Lowlander Botanical Dinner Creative Chef

When we were brainstorming about the 2017 series of our Botanical Brew Kitchen, Creative Chef Jasper was the first one to come to mind. As a chef and director of the Taste Museum he knows everything about flavour, herbs and spices. Our ultimate favourite of the dinners was this simply yet stunning tomato salad. It’s like edible art on a plate, bursting with flavour.

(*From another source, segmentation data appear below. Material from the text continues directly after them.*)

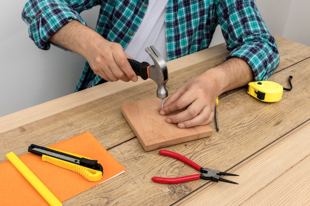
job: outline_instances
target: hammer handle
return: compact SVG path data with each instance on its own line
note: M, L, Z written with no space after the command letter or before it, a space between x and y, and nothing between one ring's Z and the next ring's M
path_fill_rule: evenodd
M146 62L140 63L133 59L127 59L137 75L140 76L144 80L147 80L150 77L148 74L149 67L150 66L150 64Z

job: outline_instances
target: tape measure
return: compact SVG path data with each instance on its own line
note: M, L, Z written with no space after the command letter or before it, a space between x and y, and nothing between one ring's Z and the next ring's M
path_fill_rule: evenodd
M289 83L290 88L283 88L278 83L271 81L252 82L249 83L248 93L254 98L263 102L276 102L282 98L283 90L290 91L293 86L291 80L291 76L289 77Z

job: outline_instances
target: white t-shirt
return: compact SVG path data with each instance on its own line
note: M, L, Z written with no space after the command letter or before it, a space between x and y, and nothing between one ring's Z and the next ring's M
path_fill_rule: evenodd
M154 45L165 61L167 46L165 32L166 7L168 0L149 0L143 19L124 51L136 61L154 64L145 48Z

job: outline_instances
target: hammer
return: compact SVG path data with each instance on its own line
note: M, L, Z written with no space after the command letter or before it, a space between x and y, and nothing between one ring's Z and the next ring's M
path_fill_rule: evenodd
M168 91L166 88L166 83L168 81L167 65L154 46L146 48L145 50L154 62L154 65L150 65L146 62L140 63L130 59L128 59L128 61L137 76L140 76L144 80L150 78L157 83L157 97L162 100L161 108L162 109L164 98L168 96Z

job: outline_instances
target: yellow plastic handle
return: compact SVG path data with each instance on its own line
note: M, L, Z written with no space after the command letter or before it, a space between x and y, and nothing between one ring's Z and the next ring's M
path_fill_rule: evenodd
M47 147L47 148L77 157L79 158L84 158L89 160L92 160L91 158L83 156L83 155L65 152L56 149L51 148L50 147ZM69 169L82 175L87 180L92 182L100 180L103 176L103 173L101 171L93 169L86 166L81 166L74 163L70 163L69 162L61 160L45 155L42 155L42 161L47 162L65 169Z
M61 206L62 205L61 202L57 199L15 153L11 152L6 154L5 157L50 206Z
M100 180L103 176L103 173L101 171L81 166L47 155L42 155L42 161L75 172L87 180L92 182Z

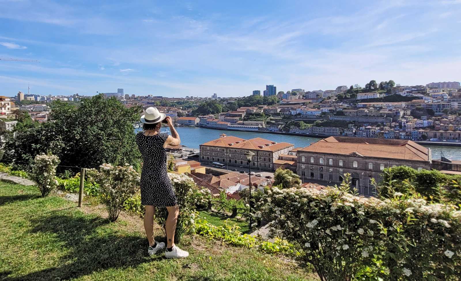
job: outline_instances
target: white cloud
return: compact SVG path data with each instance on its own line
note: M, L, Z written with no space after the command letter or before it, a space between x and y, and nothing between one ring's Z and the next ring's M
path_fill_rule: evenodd
M26 47L25 46L21 46L11 42L0 42L0 45L6 47L8 49L24 49L27 48L27 47Z

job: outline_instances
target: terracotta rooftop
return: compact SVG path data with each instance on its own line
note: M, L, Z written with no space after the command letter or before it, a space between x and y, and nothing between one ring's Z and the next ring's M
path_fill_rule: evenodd
M230 136L210 141L203 143L202 145L232 147L235 149L269 151L275 151L293 146L293 144L288 143L284 142L278 143L275 142L260 138L255 138L246 140Z
M179 117L177 119L178 120L195 120L197 119L197 117Z
M277 164L279 165L284 165L285 164L294 165L295 163L294 161L288 161L287 160L274 160L274 164Z
M415 161L429 161L429 149L410 140L330 137L304 148L301 150L330 154Z

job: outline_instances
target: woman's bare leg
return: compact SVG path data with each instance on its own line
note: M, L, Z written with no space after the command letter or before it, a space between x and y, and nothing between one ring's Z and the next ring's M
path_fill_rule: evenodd
M174 245L174 234L176 231L176 222L177 215L179 214L179 207L176 205L166 207L166 209L168 210L168 217L166 218L166 225L165 226L166 229L166 247L171 248Z
M154 215L155 214L155 207L146 206L146 212L144 213L144 229L147 240L149 241L149 246L152 246L155 243L154 239Z

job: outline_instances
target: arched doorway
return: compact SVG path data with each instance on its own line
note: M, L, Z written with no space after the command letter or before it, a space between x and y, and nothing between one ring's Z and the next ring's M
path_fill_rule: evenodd
M353 172L350 175L352 178L352 182L351 188L359 188L359 173Z

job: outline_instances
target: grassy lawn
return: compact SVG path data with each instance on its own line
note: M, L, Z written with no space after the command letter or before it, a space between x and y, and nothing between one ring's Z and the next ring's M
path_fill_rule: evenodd
M224 225L226 223L225 217L220 216L215 213L208 211L201 211L199 212L200 216L205 218L208 223L220 226ZM239 220L236 218L229 218L229 223L231 224L235 224L240 227L240 231L247 233L248 232L248 223L242 220Z
M149 257L141 219L124 214L110 223L76 206L0 182L0 280L318 280L279 258L198 235L179 245L189 252L187 258Z

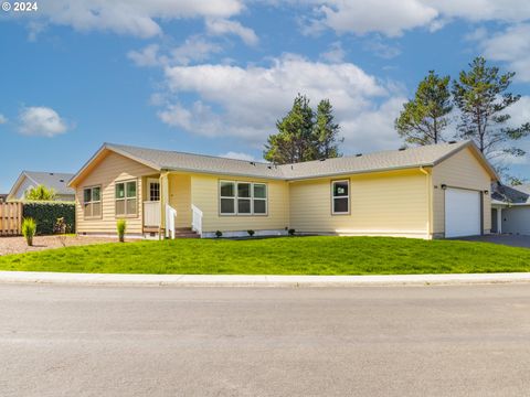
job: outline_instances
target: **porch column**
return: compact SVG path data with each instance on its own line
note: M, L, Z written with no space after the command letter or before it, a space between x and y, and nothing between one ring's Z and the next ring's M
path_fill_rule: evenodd
M497 233L502 233L502 207L497 208Z
M160 228L163 230L163 236L166 236L166 204L169 204L169 173L162 171L160 173ZM162 233L159 234L162 238Z

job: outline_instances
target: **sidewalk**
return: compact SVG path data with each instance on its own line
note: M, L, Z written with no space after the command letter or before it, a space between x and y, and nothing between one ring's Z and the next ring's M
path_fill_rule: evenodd
M102 275L0 271L0 283L168 287L361 287L530 282L530 272L395 276Z

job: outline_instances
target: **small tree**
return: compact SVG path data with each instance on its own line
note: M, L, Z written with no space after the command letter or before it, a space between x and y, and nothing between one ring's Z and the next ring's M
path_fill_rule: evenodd
M277 164L315 160L316 148L311 146L314 119L309 99L298 94L289 112L276 121L278 133L268 137L264 158Z
M55 190L43 184L29 189L24 194L24 198L29 201L53 201L55 197Z
M401 138L412 144L444 141L443 131L449 122L449 76L439 77L434 71L420 82L414 99L403 105L394 126Z
M328 99L319 103L317 112L309 99L298 94L289 112L276 122L278 132L271 135L265 144L265 160L288 164L341 155L333 108Z
M340 126L335 122L333 107L329 99L322 99L317 107L317 119L314 127L314 138L319 159L341 157L339 143L344 138L338 138Z
M124 243L125 242L125 232L127 230L127 221L118 219L118 222L116 223L116 228L118 230L119 243Z
M29 247L33 245L33 237L36 233L36 223L33 218L24 218L22 222L22 236L25 238L25 243Z
M498 67L488 66L479 56L453 84L455 104L460 110L458 137L473 139L489 160L502 154L524 155L512 142L528 136L530 122L516 128L506 126L510 115L505 110L521 98L507 93L513 76L513 72L499 74Z

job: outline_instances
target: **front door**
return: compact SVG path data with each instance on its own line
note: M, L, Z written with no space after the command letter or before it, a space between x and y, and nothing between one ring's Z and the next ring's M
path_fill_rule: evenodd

Tomato salad with sumac & verbena dressing

Starter or lunch | serves 4

200 gr tomatoes, a mixture of local varieties, halved (depending on size)
200 gr fresh blackberries
1 cucumber, diced
1 handful fresh gooseberries
100 ml white wine vinegar
100 ml extra virgin olive oil
15 gr fresh verbena leaves
Sumac powder
Mix of edible flowers (borage, violets)

Serve with Lowlander Pale Ale

This is how you make it

  1. Carefully mix tomatoes, blackberries, cucumber and gooseberries in a bowl
  2. Blend vinegar, oil and verbena leaves to make the dressing
  3. Divide the salad over 4 plates, drizzle with the dressing and finish with a pinch of sumac and edible flowers

Best enjoyed with a Lowlander Pale Ale.